Bush Claims of Small Business Tax Cuts Exaggerated
On a campaign trip to Michigan yesterday, President Bush echoed one of his familiar claims, saying "I want to remind people about is that the tax relief was geared toward small businesses...When you hear us talking about reducing all taxes on individuals, you really hear also the message that we're reducing taxes on small businesses." This statement is the most recent in a long line of similar assertions - an unscientific Lexis-Nexis search shows, that in just the three years since Bush became President, he and Vice
President Cheney have given at least 150 separate speeches claiming that their tax proposals are specifically geared to helping small business.
But simple statistics show just how misleading these statements are. In talking about his 2001 tax cut, the President specifically promised that there would be "more than 17.4 million small business owners and entrepreneurs who stand to benefit from dropping the top rate from 39.6% to 33%" - the major piece of his proposal.
But according to nonpartisan analyses of IRS and Treasury Department data, just 3.7% of small business owners are subject to these top tax rates - meaning the rest receive almost nothing from the major piece of his plan. In other words, for every small business owner that benefits, there are 15 small business owners that do not. All told, small business owners "would be far more likely to receive no tax reduction whatsoever from the Administration's tax package than to benefit" in any way.
Similarly, in pushing for his second tax cut in 2003, the President said that "small businesses stand to gain a great deal" from his most recent tax cut proposals, because he said it would "give 23 million small business owners an average tax cut of $2,042."
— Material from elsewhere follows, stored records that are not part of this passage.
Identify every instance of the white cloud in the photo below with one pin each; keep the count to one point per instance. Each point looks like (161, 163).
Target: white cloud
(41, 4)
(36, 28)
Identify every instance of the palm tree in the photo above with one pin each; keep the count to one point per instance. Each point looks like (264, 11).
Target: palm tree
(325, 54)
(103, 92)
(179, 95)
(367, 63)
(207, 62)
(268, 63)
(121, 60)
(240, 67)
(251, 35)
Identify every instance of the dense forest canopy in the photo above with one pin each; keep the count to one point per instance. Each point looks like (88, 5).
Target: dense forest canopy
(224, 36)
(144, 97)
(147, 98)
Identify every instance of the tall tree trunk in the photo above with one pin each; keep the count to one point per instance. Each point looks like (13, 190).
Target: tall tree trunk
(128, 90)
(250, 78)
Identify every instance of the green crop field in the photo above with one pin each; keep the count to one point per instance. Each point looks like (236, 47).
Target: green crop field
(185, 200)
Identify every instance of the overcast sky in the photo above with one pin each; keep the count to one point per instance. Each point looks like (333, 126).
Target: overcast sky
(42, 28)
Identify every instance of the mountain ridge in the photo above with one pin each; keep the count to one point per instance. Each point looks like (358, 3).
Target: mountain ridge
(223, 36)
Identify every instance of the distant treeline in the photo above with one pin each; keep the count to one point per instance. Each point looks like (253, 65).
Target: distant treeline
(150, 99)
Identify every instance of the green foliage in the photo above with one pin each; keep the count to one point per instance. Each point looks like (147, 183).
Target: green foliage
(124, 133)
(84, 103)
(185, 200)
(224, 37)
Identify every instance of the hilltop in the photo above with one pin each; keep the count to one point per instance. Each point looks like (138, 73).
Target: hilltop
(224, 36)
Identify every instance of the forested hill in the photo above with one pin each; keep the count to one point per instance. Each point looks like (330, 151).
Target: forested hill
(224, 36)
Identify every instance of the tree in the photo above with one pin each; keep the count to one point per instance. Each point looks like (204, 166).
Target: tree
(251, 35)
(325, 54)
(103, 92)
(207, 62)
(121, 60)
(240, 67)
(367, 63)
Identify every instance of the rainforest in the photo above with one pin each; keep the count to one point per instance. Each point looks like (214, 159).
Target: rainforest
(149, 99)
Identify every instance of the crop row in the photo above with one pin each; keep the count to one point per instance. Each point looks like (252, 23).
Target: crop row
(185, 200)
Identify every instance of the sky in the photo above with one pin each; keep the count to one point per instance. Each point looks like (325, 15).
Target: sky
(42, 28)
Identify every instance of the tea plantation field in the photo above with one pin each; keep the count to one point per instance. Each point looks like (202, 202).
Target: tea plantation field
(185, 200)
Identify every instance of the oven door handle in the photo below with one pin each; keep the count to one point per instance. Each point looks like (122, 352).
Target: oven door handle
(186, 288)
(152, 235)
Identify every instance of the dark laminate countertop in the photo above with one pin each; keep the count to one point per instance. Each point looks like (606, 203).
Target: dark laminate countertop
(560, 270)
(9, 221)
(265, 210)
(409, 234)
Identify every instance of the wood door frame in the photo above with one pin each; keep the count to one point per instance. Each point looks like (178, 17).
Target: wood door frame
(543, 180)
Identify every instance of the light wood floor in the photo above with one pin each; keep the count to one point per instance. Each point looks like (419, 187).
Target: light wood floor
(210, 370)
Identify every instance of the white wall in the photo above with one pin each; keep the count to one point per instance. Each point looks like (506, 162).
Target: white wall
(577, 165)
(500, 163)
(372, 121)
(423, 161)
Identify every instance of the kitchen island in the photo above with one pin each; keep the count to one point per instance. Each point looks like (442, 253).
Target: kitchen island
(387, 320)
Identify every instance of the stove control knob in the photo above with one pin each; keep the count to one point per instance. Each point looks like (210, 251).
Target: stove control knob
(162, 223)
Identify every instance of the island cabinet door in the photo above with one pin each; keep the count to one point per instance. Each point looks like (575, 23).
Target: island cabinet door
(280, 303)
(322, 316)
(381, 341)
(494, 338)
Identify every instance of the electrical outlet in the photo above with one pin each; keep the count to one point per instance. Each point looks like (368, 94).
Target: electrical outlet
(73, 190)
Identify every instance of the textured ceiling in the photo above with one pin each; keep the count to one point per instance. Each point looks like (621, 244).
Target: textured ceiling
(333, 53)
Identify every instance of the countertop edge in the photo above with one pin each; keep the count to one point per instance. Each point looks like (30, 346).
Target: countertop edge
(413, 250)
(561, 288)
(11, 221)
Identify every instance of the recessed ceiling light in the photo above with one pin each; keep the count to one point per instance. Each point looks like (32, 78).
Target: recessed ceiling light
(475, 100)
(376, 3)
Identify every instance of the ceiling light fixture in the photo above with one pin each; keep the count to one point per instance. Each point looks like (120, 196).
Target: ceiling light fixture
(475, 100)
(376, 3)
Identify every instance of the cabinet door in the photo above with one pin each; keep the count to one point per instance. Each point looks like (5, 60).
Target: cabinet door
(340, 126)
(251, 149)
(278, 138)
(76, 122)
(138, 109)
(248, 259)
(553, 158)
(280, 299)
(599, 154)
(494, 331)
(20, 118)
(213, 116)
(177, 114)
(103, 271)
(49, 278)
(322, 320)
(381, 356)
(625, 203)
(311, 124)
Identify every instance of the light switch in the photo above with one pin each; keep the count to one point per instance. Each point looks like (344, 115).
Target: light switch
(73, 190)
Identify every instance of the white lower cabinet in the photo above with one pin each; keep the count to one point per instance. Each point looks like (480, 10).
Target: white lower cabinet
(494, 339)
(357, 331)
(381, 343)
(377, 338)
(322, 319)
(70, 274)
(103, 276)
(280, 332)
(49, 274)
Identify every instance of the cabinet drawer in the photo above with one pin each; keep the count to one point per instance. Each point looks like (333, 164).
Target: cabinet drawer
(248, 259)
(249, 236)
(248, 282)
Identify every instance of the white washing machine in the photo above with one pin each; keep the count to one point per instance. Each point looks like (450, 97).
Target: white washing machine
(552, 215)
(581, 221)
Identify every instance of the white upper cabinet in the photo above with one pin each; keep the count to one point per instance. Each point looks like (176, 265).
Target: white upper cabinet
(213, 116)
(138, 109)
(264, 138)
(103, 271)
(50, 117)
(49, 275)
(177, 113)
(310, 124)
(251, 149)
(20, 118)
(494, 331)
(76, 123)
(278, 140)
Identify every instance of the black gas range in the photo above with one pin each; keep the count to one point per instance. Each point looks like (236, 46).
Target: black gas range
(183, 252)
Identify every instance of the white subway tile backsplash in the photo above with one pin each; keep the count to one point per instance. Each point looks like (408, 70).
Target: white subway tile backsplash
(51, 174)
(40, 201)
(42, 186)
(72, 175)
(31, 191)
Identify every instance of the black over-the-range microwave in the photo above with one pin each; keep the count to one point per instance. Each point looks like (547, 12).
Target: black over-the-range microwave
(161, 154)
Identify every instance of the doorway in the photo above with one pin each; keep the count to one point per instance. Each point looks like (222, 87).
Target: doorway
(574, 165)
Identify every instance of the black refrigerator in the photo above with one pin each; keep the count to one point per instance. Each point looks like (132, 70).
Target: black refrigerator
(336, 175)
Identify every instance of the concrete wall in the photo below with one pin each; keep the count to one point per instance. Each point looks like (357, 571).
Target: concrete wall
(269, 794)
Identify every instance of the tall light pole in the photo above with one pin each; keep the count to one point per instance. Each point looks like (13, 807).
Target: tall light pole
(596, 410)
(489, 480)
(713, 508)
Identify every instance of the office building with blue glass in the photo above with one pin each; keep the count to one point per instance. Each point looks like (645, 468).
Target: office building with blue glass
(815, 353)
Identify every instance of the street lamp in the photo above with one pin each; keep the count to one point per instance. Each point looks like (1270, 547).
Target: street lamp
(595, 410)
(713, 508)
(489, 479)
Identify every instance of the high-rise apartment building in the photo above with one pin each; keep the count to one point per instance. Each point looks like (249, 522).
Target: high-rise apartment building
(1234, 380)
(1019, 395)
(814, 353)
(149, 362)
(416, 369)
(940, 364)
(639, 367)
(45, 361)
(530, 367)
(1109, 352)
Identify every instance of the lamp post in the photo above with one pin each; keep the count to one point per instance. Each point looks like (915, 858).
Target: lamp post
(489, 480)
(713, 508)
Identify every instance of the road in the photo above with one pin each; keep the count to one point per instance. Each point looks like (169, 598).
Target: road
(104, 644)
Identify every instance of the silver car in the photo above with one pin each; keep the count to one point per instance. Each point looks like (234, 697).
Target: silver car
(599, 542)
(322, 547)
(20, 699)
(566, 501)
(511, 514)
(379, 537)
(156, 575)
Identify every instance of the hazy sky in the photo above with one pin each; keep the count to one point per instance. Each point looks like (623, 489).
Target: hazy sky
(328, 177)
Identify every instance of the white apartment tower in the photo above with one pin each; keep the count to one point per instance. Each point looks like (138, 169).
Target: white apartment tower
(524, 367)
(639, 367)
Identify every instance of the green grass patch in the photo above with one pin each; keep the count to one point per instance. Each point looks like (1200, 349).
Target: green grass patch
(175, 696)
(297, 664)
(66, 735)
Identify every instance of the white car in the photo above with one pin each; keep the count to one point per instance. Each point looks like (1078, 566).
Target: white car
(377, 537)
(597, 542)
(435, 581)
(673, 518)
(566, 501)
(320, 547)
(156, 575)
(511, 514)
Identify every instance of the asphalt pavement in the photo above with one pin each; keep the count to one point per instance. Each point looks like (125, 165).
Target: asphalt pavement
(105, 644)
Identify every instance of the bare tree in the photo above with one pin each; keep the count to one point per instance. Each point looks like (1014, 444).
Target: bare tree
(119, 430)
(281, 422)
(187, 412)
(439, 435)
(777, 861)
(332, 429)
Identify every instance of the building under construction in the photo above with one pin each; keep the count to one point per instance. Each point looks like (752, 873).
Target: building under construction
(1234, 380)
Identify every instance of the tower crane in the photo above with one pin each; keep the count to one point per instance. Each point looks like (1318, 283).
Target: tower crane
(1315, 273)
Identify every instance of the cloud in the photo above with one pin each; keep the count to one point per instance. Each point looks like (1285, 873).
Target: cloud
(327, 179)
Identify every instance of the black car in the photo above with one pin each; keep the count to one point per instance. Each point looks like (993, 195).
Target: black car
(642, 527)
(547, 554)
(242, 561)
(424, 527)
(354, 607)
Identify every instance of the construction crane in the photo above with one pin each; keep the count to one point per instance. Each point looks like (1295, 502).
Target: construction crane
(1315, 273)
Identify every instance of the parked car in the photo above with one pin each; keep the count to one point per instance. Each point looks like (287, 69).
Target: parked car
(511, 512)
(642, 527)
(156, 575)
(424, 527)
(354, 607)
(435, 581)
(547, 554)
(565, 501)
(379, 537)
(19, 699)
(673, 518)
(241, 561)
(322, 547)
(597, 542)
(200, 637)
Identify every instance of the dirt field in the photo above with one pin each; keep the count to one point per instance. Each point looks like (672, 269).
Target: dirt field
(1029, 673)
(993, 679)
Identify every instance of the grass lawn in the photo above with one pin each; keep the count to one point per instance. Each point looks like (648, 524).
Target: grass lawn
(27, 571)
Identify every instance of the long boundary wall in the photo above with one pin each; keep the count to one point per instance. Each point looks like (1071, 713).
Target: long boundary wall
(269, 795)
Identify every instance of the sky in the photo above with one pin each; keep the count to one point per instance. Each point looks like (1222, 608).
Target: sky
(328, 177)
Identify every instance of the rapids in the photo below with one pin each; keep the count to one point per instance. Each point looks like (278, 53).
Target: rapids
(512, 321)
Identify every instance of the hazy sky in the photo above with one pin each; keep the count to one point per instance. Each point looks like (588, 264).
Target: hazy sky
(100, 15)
In fact, "nearly four out of every five tax filers (79%) with small business income would receive less than this amount," according to the nonpartisan Urban Institute-Brookings Institution Tax Policy Center. Additionally, "52% of people with small business returns would get $500 or less." The President produced the $2,042 average figure by deceptively averaging the large tax cuts that would go to a small number of wealthy individuals who have some small business income with the miniscule (if any) tax cuts that would go to millions of more typical small business people.